The FBI Recognizes the History of Those Who #ServeWithSTEM

On National STEM Day, the FBI recognizes the importance of the academic disciplines of science, technology, engineering, and mathematics (STEM).

The FBI has a rich STEM history, having long relied on science and technology to protect the nation. The Bureau created its Laboratory in 1932, when the use of fingerprints to identify criminals was in its infancy. During World War II, the FBI leveraged sophisticated methods to intercept communications. In the 1980s, FBI scientists contributed to a new field of forensic science that helped catch the guilty and free the innocent. The Bureau established a Cyber Division in 2002 and the Weapons of Mass Destruction Directorate in 2006.

As we herald in another historic milestone in FBI history this year, we reflect on our past, present, and the promise of tomorrow. The FBI lauds the benefits of a diverse workforce, and we are reminded of the role diversity—in gender and ethnicity as well as skillsets and academic disciplines—plays in our mission to protect the American people and uphold the Constitution of the United States.
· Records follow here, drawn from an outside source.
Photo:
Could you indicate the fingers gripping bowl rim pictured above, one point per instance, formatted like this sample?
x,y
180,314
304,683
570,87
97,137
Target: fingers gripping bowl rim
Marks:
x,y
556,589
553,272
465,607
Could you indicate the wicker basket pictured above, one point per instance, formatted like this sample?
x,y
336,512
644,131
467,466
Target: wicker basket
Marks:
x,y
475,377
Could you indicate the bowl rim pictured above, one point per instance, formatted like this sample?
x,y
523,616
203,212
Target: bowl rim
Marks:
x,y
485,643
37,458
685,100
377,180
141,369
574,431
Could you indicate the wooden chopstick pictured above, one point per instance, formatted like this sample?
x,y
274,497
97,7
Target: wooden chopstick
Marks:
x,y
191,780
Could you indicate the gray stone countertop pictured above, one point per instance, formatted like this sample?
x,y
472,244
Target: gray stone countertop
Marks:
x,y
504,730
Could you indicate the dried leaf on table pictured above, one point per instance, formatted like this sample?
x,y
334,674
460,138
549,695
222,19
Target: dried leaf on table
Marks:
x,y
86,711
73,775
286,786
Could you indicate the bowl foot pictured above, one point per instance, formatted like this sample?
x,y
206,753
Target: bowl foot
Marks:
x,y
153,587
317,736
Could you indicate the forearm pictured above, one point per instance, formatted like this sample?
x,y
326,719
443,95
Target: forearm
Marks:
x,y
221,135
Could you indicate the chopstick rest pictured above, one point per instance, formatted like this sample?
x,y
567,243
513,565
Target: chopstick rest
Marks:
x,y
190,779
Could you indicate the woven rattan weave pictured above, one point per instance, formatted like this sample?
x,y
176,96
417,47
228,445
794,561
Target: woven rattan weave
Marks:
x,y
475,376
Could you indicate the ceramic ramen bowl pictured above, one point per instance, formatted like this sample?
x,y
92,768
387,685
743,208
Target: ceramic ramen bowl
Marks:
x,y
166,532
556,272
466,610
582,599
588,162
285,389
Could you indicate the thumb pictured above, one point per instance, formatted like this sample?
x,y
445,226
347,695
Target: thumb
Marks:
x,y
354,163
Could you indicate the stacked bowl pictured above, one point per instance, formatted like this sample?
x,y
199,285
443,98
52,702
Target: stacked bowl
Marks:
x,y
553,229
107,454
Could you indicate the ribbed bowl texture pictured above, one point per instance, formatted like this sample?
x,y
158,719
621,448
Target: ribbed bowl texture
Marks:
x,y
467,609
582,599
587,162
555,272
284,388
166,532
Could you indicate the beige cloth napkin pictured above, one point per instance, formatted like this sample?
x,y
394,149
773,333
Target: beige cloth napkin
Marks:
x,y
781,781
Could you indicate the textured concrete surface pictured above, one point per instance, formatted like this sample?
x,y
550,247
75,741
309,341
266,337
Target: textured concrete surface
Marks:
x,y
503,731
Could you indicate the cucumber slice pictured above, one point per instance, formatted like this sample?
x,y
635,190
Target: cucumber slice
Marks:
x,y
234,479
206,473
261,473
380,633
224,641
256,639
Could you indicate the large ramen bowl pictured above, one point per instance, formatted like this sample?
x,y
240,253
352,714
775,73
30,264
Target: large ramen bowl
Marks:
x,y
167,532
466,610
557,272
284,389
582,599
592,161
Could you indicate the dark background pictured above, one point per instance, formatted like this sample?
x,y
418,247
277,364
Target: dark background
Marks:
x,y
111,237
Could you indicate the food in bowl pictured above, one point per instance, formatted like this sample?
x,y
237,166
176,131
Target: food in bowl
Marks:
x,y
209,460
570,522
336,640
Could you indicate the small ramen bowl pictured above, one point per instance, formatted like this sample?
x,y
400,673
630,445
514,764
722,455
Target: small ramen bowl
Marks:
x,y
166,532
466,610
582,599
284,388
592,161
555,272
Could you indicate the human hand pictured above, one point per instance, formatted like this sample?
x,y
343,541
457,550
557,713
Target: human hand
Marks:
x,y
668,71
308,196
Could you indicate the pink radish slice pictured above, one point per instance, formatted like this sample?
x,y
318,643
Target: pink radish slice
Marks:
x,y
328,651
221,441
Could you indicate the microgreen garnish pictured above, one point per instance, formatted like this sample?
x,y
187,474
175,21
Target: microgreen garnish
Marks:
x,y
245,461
STEM permeates every part of our daily lives—and touches every FBI investigation. We count on STEM professionals to help us develop new technology and respond to new threats. These professionals work in all 56 field offices, in offices overseas, and at FBI Headquarters.

We continually recruit professionals with backgrounds in the hard sciences, engineering, and emerging STEM fields, including biologists, chemists, computer scientists, data scientists, data analysts, digital operations specialists, electronics engineers, and mathematicians. For example, members of our recently established Women in Information Technology Club recruit at colleges and universities and attend middle and high school career fairs.

A new exhibit opening in January at The FBI Experience, our self-guided tour at FBI Headquarters in Washington, D.C., will further highlight our STEM history and vision. The exhibit will show how science and technology are used in investigations and will feature the contributions of chemists, evidence response teams, visual information specialists, and other STEM experts.

Those who #ServeWithSTEM have a history in the FBI—and a future role to play in its mission.